Photographer and journalist Hannah Reyes Morales has won the 2023 World Press Photo Contest for Southeast Asia and Oceania for her story on the Golden Gays of Manila.
Home for the Golden Gays is the incredibly moving and memorable story of a group of elderly showgirls, published in The New York Times in January this year. The Golden Gays, known in the Philippines as a community of older LGBTQI+ people who live together, has long struggled with discrimination, homelessness, and, during the pandemic, the loss of income they derived from performing in pageants and fiestas. Hannah’s photos and words were commended by the jury for portraying the warmth, joy, and dignity of the community.
Vogue Philippines caught up with Hannah, who was on assignment in Kenya at the time of the World Press Photo announcement, to ask her about how her story of the Golden Gays came about. She says she had seen some earlier features on them online, but one of her favorites was Geloy Concepcion’s Reyna delas Flores, a series of studio portraits that brought the members together for the first time since founder Justo Justo died in 2012, leaving many of them homeless and back on the streets. According to Hannah’s piece, the Golden Gays were finally able to rent a house for themselves in 2018.

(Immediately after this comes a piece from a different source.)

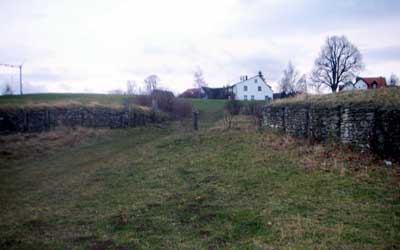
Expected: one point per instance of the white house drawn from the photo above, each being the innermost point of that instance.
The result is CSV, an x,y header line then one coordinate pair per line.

“During the pandemic, I knew that performances weren’t happening. And I knew that the elderly population were very much affected. I was really curious about what life was like for them in the context of the pandemic,” says Hannah, who pitched the story to The New York Times. She reached out to Lola Mon, arranging to meet with the group first before she started taking any pictures.

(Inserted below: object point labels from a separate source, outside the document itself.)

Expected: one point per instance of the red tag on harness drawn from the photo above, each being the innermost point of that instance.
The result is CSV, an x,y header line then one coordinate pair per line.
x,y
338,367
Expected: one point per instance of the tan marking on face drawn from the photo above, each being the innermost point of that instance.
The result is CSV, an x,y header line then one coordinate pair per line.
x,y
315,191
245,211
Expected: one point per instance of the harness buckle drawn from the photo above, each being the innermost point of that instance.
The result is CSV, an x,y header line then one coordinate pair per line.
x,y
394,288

On a deeper level, Hannah wanted to do a story on what home and family really means. “Mela Habijan told me that the Golden Gays aren’t only icons of the LGBTQIA+ community, but they’re also icons of the home,” she says. “The queering of the home is important, the expansiveness of the idea of home, the expansiveness and the queering of family. It’s important to show and to demonstrate what that looks like and how people actually do it.”
Over the course of her visits to the Home for the Golden Gays—which was very near Hannah’s own childhood home—she realized that the story was also about what it means to age with grace. “To see what aging with grace, with community, with love and beauty could look like and to see that embodied through the lens of the Golden Gays was really quite transformative.” Hannah explains how they also helped expand the definition of pride—their pride in beauty and in family was what kept the group afloat through all their difficult periods.
“One of the other things that was wonderful about the Golden Gays is that this is a community that they built together and has stayed strong for decades—through time, through shared suffering, through shared joy,” she says. Being performers, senior citizens, and part of the marginalized population made the Golden Gays among the most vulnerable during the pandemic. But they never felt abandoned by the LGBTQI+ community in the Philippines, who stood by them and recognized how important the lolas were.
Hannah says she almost did not enter the story in the World Press Photo contest. “But I wanted the lolas to have more visibility, because I feel like they have so much to impart to us,” she says. “Lola Mon told me once that they do not fear even the word death, and I thought that that was beautiful, to have a space in your life where you have that fearlessness.”
The photographer also wanted the story to show how people who struggle can be portrayed without being viewed from a lens of pity. “For me, what was so special about the [story] was that the Lolas have so much to teach us, and so much to give.”